Music review: Winter, Simmonds prove oldies can still be goodies

Johnny Winter and Kim Simmonds may both be past their prime, but both can still put on a good show,

Johnny Winter and Kim Simmonds may both be past their prime, but both can still put on a good show, as they proved together Saturday night at The Egg.

The double-headliner show featured Winter’s band and Simmonds’ Savoy Brown each playing truncated, hour-long sets before an enthusiastic crowd that filled about two-thirds of the Hart Theatre. And though no one really pulled out any surprises, both bands hit a workmanlike stride early in their sets and pushed through to the end.
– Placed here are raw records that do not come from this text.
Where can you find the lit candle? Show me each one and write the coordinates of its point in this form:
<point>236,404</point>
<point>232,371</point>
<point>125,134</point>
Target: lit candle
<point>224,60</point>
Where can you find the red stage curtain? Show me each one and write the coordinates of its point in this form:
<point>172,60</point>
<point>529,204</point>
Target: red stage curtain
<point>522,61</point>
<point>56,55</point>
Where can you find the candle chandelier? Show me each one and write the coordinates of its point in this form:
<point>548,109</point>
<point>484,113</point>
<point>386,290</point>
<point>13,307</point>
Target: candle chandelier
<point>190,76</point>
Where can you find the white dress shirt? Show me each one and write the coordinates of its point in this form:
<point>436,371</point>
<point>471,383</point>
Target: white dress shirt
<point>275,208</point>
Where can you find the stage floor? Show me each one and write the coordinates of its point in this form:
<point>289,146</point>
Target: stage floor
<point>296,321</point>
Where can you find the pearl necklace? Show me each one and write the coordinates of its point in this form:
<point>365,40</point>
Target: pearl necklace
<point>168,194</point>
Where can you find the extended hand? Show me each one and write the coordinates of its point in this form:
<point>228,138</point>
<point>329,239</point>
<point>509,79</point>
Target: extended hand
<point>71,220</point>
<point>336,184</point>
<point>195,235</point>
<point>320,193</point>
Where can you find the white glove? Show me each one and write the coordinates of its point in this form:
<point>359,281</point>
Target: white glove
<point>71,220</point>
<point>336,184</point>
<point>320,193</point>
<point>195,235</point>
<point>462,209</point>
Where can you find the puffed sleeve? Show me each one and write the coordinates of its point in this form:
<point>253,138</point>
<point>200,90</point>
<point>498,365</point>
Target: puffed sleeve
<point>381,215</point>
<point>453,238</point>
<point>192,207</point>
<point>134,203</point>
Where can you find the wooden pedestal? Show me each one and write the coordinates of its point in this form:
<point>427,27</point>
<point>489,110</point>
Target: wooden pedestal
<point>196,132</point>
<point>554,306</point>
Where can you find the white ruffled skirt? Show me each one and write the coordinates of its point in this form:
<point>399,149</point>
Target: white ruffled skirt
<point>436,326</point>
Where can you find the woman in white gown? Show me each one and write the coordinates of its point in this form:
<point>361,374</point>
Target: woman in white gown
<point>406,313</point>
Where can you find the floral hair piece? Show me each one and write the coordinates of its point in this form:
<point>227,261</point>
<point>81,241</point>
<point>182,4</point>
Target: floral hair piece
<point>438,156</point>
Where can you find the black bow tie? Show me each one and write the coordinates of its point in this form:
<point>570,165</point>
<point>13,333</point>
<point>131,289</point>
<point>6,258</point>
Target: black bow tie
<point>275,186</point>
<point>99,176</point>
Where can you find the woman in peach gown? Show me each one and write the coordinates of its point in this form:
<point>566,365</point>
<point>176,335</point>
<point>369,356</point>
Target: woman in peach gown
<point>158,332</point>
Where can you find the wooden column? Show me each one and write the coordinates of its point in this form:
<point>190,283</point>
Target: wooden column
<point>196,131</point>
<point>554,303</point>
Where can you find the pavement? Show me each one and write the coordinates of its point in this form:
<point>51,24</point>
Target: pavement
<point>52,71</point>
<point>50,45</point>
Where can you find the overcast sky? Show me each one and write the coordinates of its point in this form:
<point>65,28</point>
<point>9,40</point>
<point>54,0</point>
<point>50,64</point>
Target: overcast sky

Savoy Brown came first up on the bill, playing a set that touched on old favorites and tracks from last year’s “Voodoo Moon.” The 1970s British blues rockers (though now mostly American, as guitarist and leader Kim Simmonds is the only remaining member from the old days) kept things high energy, sticking more to the rock side of the blues-rock equation.

Simmonds wasted no time showing off his chops — set opener “Meet the Blues Head On” featured plenty of noodling lead lines, while vocalist Joe Whiting proved that his pipes were more than up to the task. By the third song, new rager “Natural Man,” the band — also featuring drummer Garnet Grimm and bassist Pat DeSalvo — was completely warmed up and firing on all cylinders.

The undeniable climax of the set was a rip-roaring stomp-through on “Little Red Rooster,” featuring the crowd barking, howling and in one instance crowing. “How can I possibly top that?” Simmonds quipped to the crower — and then proceeded to do just that with an extended solo that ended with Whiting and Simmonds’ call-and-response melodic lines.

Winter and his band — featuring drummer Vito Liuzzi, rhythm guitarist Paul Nelson and bassist Scott Spray — didn’t match the energy that Simmonds and company brought to the stage. You can’t really fault them — Winter has had to sit during live performances in recent years due to a bad hip — but he made up for it with his creative playing and technique, both of which are as sharp as ever.

Opening with the instrumental “Hideaway,” the band soon settled into a mid-tempo groove that lasted for most of the set. “She Likes to Boogie Real Low” featured a winding solo from Winter, while “School Day Blues” kept up the pace with more fancy noodling and Winter’s hoarse croaking taking the lead.

It wasn’t until “Johnny B. Goode” a few songs later that the band really hit its stride, receiving the first of at least three standing ovations. The next song, Ray Charles’ “Black Jack,” was the highlight of the evening, with the band slowing down to a dirge as Winter shredded his guitar into submission.

“Tore Down” gave Liuzzi a chance to step out on lead vocals, offering a nice counterpoint to the rest of the set. Other highlights included the slinky groove of “Don’t Take Advantage of Me” and main set closer “It’s All Over Now,” during which Winter defiantly stood up and played, just like the old days (sort of). He brought out the slide for the encore, ripping through Elmore James’ “Dust My Broom” as the audience danced along.